Chu in China and Washington. By Michael Grunwald, Time, August 13, 2009. "'What the U.S. and China do over the next decade,' declared Energy Secretary Steven Chu, 'will determine the fate of the world.' Chu had gone to Beijing's Tsinghua University, the 'MIT of China,' to make his half-apocalyptic, half-optimistic pitch about climate change... Chu is Mr. Outside, mixing plain English with arcane data to make the case for twisty lightbulbs, white roofs, geothermal heat pumps, electric cars, advanced research and carbon-pricing. He sounds like Al Gore but with unimpeachable scientific credentials, a nonpartisan aura and a rumpled charm. At 61, he still radiates boyish impatience as well as boyish enthusiasm, with a megawatt smile that appears without warning... The clear message Chu took home from China was that its leaders are dead serious about climate change and clean energy. They won't accept an emissions cap before we do -- understandably, since our per capita emissions are still four times higher -- but they're preparing for a carbon-constrained economy. They already have cars that are more fuel-efficient than ours, and they're developing more-advanced transmission lines. They're still building a new coal-fired plant almost every week, but two years ago, they were building two of them every week.
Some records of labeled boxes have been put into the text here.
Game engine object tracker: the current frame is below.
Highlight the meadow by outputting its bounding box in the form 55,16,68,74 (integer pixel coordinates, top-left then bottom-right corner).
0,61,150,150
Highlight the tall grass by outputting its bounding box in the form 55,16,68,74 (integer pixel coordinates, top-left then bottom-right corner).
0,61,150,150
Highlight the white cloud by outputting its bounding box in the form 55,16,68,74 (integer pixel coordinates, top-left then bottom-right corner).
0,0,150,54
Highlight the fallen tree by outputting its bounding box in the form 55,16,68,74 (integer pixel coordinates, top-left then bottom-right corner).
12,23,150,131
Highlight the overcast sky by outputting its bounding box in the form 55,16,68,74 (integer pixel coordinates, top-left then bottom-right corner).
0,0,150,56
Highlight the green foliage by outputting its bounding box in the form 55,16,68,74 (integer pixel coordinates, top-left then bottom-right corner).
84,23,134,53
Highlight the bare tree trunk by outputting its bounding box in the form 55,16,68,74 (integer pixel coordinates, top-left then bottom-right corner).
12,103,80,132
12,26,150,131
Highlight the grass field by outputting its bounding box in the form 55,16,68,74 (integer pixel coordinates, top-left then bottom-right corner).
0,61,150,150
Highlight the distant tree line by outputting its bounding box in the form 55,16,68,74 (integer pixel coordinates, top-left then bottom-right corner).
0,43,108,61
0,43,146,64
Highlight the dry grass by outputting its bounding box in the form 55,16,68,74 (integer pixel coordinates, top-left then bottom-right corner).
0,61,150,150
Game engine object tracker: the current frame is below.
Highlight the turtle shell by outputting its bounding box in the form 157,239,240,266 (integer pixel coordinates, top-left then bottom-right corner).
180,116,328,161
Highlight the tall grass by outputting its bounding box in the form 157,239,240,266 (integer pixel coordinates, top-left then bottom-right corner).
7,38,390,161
They're making a huge push into wind and solar and should be the world's largest producer of renewables by 2010. 'Every Chinese leader I met was absolutely determined to do something about their carbon emissions,' Chu said... The clean-energy bill is on hold until health care is done. There's still a broad perception in Washington that dealing with climate change will require sacrifices that Americans won't tolerate. The Chinese don't seem to worry about that. At one point, Chu acknowledged that democracy makes change a lot tougher, although he hastened to add that he's a big fan of democracy."